DR. LUCHS: The exam findings are consistent with blepharitis. She has lid debris, she has obstructed meibomian glands, and she has dry eye (whether it is evaporated tear loss or decreased secretion). Treat the blepharitis with warm compresses +/- lid scrubs, assuming there's no contact dermatitis; treat the meibomian gland disease with either topical azithromycin or oral doxycycline; get those functioning. And she needs to stop wearing her CLs. If allergy is a component, add a combination agent, maybe topical cyclosporine. This is a common presentation in my practice, where the primary complaint is CL intolerance. It's up to us to determine why. Is there a CL problem? Fitting issue? Hygiene issue? None of these issues would give rise to blepharitis, but they would cause her red, irritated eyes. Just because she has allergy, it doesn't necessarily mean that allergy is causing a problem, although it certainly raises it to the top of the list to something that we want to treat. I would approach this in a stepwise fashion: ask the patient to stop wearing CLs, treat the blepharitis, and support the ocular surface with artificial tears. Then see what needs to be added.

When to refer?

Refer patient to an eye care specialist if:

  • Changes in vision
  • Persistent ocular complaints
  • Ocular steroid use for more than 2 weeks
  • Potential uveitis diagnosis
  • Complaints of ocular pain

Refer patient to an allergist if:

  • Systemic evaluation is warranted
  • Immunotherapy is being considered
  • Severe persistent allergic complaints
  • Predominance of nonocular allergic complaints

Refer patient to a dermatologist if:

  • Severe atopic keratoconjunctivitis and
    persistent contact dermatitis
    remain uncontrolled


DR. SHOVLIN: This is the perfect example of where more than one issue keeps her from wearing CLs.

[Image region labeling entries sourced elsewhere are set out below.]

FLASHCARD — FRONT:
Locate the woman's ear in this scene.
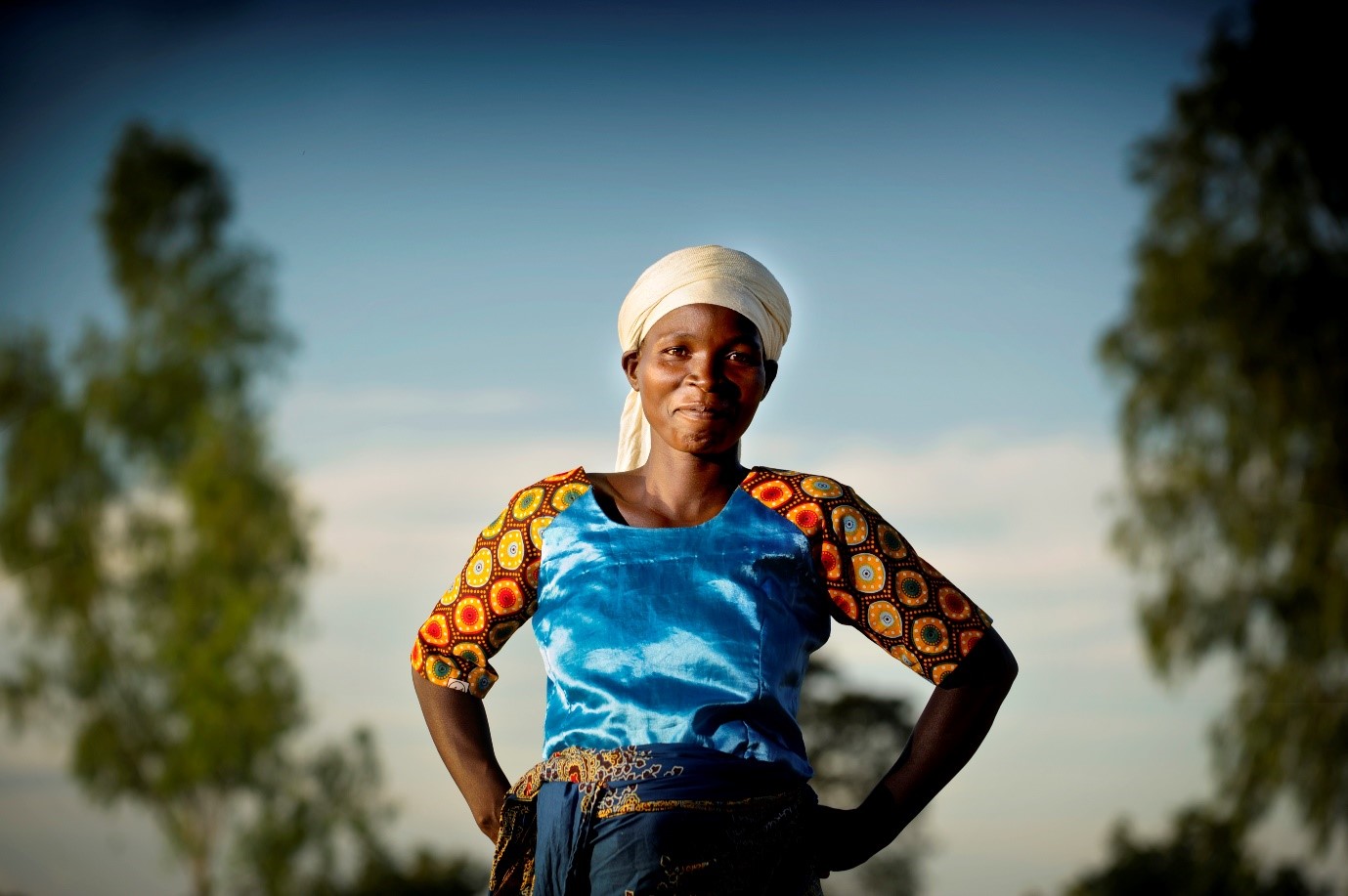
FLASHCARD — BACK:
[763,362,776,398]
[622,348,641,392]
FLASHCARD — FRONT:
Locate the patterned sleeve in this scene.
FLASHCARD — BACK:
[750,470,992,685]
[412,467,589,697]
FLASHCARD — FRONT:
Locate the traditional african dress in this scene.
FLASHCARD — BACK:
[412,467,991,896]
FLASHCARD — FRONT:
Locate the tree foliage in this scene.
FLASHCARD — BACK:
[0,124,373,893]
[1066,808,1329,896]
[797,657,922,896]
[1100,0,1348,846]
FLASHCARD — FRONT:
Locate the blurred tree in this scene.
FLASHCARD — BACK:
[1065,808,1329,896]
[797,655,924,896]
[0,124,377,895]
[1100,0,1348,847]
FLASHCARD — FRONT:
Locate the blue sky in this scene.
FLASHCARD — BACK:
[0,1,1336,896]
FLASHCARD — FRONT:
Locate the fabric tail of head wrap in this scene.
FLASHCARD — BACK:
[615,245,791,472]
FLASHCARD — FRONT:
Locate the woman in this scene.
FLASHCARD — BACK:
[413,246,1017,896]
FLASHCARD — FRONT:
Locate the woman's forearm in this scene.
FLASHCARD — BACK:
[413,669,509,842]
[819,630,1018,871]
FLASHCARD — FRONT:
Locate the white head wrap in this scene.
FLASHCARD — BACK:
[616,245,791,472]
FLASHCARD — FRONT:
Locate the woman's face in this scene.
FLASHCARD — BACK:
[623,305,776,454]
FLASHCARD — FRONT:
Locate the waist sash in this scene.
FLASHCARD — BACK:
[490,744,818,896]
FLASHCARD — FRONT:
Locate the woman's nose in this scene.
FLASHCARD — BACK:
[687,355,721,392]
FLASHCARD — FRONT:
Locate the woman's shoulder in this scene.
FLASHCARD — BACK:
[744,466,864,509]
[501,466,593,520]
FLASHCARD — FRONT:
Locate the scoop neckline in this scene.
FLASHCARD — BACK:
[577,465,761,533]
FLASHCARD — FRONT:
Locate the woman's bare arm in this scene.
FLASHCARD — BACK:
[814,629,1020,871]
[413,669,509,842]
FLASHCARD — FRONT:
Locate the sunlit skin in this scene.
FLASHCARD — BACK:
[590,305,776,529]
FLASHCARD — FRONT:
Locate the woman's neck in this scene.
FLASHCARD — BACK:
[600,445,748,529]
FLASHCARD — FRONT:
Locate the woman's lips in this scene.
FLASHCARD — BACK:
[674,405,730,420]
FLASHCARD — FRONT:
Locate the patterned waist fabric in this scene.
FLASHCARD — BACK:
[491,744,821,896]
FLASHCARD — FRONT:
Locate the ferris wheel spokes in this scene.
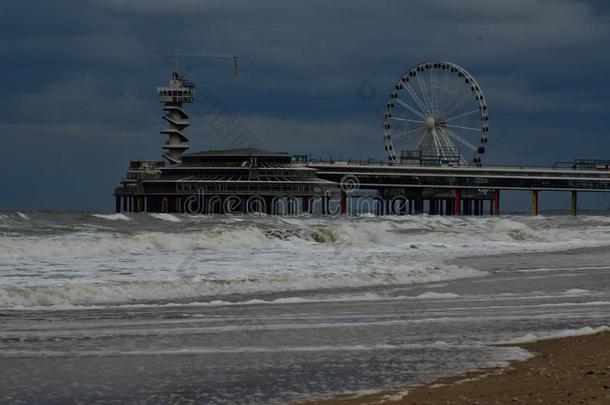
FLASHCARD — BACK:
[384,61,489,165]
[394,98,426,120]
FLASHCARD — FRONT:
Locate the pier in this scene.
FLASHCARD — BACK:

DR. WOLF: She probably went to her allergist when she was having these problems. From what we know from the ophthalmologic exam, she's now being seen again by her allergist. The allergist is likely to make an assumption that she's reacting to her eye makeup and not think about the CL causal factor. What I'm taking from this is that I need to begin thinking that something in the eye may be the primary cause of this patient's condition and that everything else is just aggravated by the lens wear. CL use has become as common as slipping on a pair of glasses. Allergists tend not to think about the fact you have a foreign body sitting in your eye.

DR. LUCHS: CLs can exacerbate ocular surface disease, and, conversely, ocular surface diseases can worsen CL tolerance. Dry eyes can make allergy worse. Allergy can make dry eyes worse. There's a very big interaction between all of these ocular surface diseases.